11.40 sebilah pisau telah ku genggam. Bunyi berisik semak didepan rumah mulai terdengar. Aku tak mau bangkit. Tak akan. Mataku waspada, sewaspada mataku, tetap keduanya didepan. Tak ada yang memperhatikan belakangku. Adikku sudah pergi. Dijemput tadi oleh pamanku. Tiba-tiba penglihatanku gelap. Seuntai kain menutup mukaku. Aku diseret. Entah dibawa kemana. Aku dimasukkan secara paksa kedalam mobil dan aku ta lagi ingat detik berikutnya. Tampaknya aku dibius.
Aku terbangun dan aku masih hidup. Kulihat matahari sudah tinggi. Tanganku terikat dibangku. Badanku juga. Seseorang masuk ke ruangan itu. seorang lelaki berperawakan besar, tinggi dan cukup menakutkan.
‘selamat natal kecil’ seru orang tadi
‘hari ini natal?dimana adikku?’
‘ya. Maaf mengganggu natalmu’
‘apa yang kau mau?’
‘tidak banyak.’
‘apa?’
‘kau akan tau nanti’ lalu ia meninggalkan ku lagi sendiri disini. Tak lama kemudian 2 orang yang lain masuk. Memberi ku sebakul makanan. Tidak, ini tidak seperti penculikkan yang lainnya pasti ada maksud terselubung. Tali ditanganku dibuka. Aku bisa makan dengan bebas. Bahkan makanannya sangat enak. Layaknya makanan natal biasa. 10 menit setelah itu, seorang yang lain lagi masuk ke ruanganku memberiku sebuah koran. Headline news : setelah ayah, bunda kini sang kaka pun terbunuh’ fotoku ada disana berbaring di tempat tidur. Orang yang pertama masuk tadi kini ada dihadapanku. Namanya agung.

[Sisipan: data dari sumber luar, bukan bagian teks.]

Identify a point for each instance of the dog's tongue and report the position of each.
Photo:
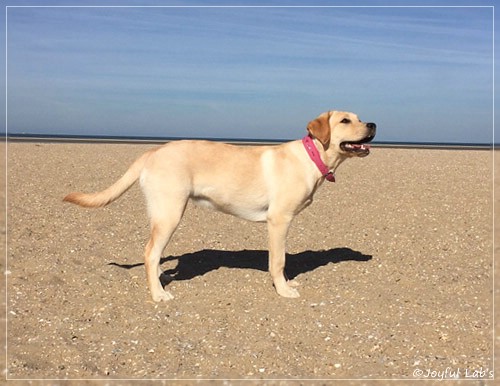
(357, 146)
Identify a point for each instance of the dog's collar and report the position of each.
(316, 158)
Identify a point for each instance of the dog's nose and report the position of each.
(372, 127)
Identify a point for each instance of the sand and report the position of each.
(395, 262)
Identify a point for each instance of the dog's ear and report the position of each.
(320, 128)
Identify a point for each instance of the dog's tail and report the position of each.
(100, 199)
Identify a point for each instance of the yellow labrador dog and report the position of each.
(257, 183)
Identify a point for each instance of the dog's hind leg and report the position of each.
(163, 225)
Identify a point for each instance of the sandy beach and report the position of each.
(395, 262)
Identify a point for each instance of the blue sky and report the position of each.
(421, 73)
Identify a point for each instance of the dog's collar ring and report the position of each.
(316, 158)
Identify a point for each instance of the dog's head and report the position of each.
(344, 132)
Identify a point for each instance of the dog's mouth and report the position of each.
(357, 148)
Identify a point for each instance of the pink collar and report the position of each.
(316, 158)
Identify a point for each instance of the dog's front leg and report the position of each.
(278, 230)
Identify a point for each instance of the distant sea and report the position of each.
(242, 141)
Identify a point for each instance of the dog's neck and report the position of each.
(325, 161)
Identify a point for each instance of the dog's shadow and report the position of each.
(201, 262)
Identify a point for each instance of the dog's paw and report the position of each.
(293, 283)
(162, 296)
(288, 292)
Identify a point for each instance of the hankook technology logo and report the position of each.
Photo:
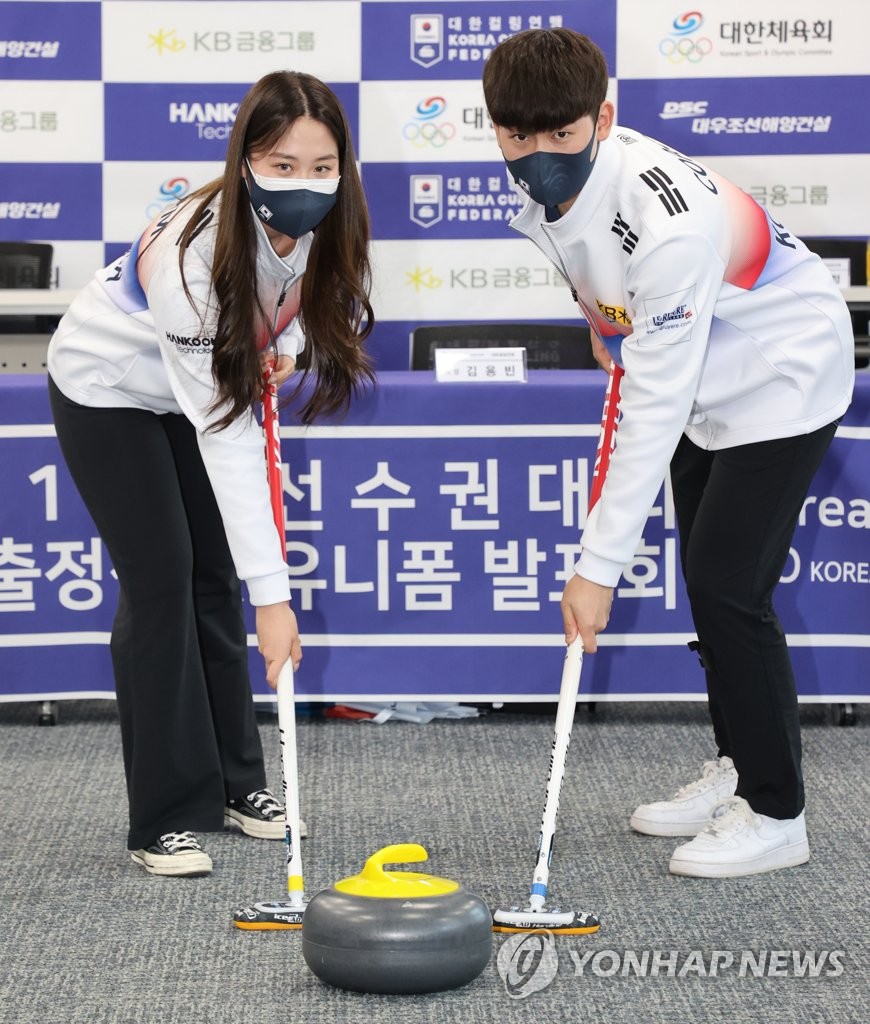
(211, 120)
(683, 43)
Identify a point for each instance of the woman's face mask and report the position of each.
(551, 178)
(291, 206)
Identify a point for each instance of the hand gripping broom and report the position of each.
(535, 914)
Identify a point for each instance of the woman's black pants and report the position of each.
(178, 642)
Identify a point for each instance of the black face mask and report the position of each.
(292, 206)
(551, 178)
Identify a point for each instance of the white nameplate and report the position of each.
(480, 365)
(840, 268)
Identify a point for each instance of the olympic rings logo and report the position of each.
(692, 50)
(690, 22)
(429, 133)
(424, 131)
(170, 190)
(431, 108)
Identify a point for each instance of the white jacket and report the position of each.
(728, 327)
(121, 347)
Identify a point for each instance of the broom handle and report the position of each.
(286, 696)
(570, 685)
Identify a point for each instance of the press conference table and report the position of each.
(429, 537)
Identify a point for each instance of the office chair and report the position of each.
(549, 346)
(26, 264)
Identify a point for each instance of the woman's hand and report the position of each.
(277, 371)
(585, 609)
(277, 639)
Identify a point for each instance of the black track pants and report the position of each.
(736, 512)
(178, 642)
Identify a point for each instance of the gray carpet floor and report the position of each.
(88, 938)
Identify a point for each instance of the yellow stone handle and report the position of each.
(400, 853)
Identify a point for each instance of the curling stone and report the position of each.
(396, 932)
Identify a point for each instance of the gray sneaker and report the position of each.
(174, 853)
(689, 810)
(260, 815)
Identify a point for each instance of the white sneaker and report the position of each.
(739, 842)
(689, 810)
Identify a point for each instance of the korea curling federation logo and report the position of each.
(427, 206)
(683, 44)
(527, 963)
(427, 39)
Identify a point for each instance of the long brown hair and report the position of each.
(335, 310)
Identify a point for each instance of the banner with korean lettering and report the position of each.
(771, 92)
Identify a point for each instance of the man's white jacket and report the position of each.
(729, 329)
(122, 345)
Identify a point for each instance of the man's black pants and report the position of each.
(736, 512)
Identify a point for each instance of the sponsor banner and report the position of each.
(183, 121)
(448, 525)
(450, 201)
(136, 193)
(743, 38)
(57, 41)
(229, 42)
(38, 203)
(452, 40)
(40, 122)
(770, 116)
(812, 196)
(484, 280)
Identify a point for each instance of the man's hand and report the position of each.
(277, 639)
(585, 609)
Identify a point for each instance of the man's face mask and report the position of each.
(292, 206)
(551, 178)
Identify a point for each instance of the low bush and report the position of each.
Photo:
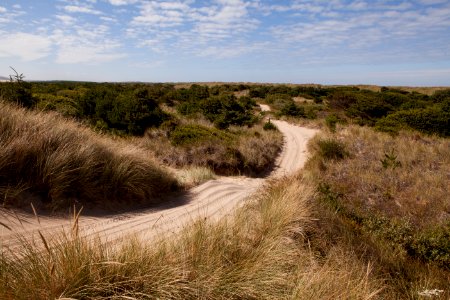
(332, 149)
(431, 120)
(269, 126)
(187, 135)
(61, 162)
(387, 206)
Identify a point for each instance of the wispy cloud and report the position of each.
(85, 45)
(81, 9)
(26, 46)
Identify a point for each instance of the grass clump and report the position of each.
(250, 151)
(332, 149)
(61, 162)
(269, 126)
(390, 206)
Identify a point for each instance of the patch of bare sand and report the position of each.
(213, 199)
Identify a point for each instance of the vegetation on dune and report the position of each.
(61, 162)
(260, 253)
(235, 151)
(387, 198)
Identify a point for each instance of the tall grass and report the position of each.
(388, 202)
(262, 252)
(59, 161)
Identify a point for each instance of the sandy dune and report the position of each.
(213, 199)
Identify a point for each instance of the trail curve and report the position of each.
(212, 199)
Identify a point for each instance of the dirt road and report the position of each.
(213, 199)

‘siapa ini?’ tanyaku tak percaya
‘kembaranmu. Kloninganmu’ jawabnya
‘jadi ayah?bunda?’
‘ya, mereka masih ada. Sehat.’
‘jadi apa yang kau mau?’
‘tinggal bersamaku. Jangan pernah keluar rumah’
‘menutupi kebohongan mu?’
‘ya’ tidak ada hitam di atas putih, namun aku mengiyakan.

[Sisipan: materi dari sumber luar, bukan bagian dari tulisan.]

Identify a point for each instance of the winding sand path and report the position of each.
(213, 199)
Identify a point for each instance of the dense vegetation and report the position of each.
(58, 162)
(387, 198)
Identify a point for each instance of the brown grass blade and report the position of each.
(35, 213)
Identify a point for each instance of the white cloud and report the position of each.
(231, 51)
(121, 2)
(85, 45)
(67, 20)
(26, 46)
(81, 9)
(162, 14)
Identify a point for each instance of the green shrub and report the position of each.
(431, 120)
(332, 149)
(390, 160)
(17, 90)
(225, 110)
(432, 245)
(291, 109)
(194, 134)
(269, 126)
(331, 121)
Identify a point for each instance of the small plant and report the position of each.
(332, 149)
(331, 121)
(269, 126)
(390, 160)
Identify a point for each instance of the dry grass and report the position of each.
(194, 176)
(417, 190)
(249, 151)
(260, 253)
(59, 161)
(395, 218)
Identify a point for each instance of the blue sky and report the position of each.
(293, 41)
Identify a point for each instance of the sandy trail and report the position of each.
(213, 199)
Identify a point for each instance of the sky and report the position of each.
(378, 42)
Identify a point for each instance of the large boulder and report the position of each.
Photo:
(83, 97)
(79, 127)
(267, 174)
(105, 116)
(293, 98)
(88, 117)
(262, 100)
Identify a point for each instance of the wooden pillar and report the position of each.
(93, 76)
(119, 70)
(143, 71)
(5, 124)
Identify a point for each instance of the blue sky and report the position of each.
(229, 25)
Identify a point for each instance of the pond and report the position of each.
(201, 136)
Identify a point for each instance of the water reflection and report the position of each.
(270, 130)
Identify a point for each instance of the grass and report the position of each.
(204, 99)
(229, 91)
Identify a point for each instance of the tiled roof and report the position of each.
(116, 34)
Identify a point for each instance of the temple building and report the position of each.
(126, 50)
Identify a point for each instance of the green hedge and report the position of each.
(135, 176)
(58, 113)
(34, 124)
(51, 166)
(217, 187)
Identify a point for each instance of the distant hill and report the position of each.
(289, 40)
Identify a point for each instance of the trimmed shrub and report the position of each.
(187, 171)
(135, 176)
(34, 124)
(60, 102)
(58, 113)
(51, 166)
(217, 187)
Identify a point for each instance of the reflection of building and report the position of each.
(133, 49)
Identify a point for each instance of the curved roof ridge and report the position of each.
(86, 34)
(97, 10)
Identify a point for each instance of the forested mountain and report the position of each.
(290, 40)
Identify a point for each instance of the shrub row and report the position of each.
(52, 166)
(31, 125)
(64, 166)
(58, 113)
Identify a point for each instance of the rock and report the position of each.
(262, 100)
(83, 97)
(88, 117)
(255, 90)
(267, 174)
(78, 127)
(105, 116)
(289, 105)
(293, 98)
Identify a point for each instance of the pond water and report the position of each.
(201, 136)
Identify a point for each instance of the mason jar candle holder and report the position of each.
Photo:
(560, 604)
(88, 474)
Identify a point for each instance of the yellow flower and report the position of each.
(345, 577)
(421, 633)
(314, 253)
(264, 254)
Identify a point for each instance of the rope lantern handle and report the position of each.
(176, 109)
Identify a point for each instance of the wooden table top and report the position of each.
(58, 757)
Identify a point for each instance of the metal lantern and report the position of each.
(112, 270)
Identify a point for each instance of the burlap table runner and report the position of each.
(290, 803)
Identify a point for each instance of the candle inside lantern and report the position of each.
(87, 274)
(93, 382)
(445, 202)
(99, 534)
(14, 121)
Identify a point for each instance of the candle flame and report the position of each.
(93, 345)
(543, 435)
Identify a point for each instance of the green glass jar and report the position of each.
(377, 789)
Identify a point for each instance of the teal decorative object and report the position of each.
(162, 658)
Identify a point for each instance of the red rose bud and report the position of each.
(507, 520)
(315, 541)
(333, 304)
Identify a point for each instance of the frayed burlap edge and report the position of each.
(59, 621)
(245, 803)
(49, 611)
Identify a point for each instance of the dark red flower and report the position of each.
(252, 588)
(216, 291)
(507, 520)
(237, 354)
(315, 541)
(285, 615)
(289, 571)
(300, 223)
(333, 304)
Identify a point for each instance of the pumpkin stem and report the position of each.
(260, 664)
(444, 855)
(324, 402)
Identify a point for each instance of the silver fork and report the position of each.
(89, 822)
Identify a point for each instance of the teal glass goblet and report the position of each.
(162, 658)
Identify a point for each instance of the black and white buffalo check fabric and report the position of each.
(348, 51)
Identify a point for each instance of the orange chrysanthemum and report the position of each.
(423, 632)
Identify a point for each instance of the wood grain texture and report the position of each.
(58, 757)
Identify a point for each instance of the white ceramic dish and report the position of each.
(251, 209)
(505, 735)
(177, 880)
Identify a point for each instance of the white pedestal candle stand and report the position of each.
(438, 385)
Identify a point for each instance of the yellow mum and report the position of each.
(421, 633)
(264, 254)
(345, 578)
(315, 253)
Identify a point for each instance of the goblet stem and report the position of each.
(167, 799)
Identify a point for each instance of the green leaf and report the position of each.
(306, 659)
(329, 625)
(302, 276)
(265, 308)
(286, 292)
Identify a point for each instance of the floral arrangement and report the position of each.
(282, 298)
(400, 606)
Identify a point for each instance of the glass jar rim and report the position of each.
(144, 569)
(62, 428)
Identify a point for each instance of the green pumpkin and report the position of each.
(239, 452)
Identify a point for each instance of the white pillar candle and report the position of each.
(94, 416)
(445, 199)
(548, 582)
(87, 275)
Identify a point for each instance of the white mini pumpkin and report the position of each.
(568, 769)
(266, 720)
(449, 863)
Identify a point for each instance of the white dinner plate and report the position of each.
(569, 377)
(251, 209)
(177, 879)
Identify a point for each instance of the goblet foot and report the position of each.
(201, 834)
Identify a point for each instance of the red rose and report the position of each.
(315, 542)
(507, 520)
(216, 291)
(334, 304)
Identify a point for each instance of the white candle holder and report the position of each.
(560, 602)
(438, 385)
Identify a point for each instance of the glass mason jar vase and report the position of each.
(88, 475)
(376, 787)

Agung, seorang peneliti yang berhasil menemukan kloning di Indonesia. Buron? Ya ia buron . kloning jelas dilarang disini. Bukan. Aku salah. Agung bukan peneliti ia hanya orang suruhan. Kini aku baru saja mau bertemu dengan ilmuwan aslinya. Sebuah rumah yang cukup bahkan sangat amat mewah.seseorang telah menunggu di sudut ruang itu. samar, ia menghadap ke jendela.
‘hai adik kecil yang sudah besar’ sapanya. Aku kenal kata-kata itu.
‘paman andre?’ seru ku
Paman andre membalikan badanya dengan senyum di bibirnya. Ya , paman andre. Kini aku tau apa yang ia inginkan.
Ceritanya keren bgt!
BalasHapusSekadar catatan tambahan,kalau untuk percakapan,bisa digunakan tanda petik ("").Tanda petik tunggal ('') digunakan untuk percakapan dalam percakapan. Lalu, kata taun-->tahun, rapih-->rapi,tau-->tahu.Juga penggunaan huruf kapital untuk nama orang.
jadi paman andre mau apa? ceritanya bagus, tp endingnya seperti buru2.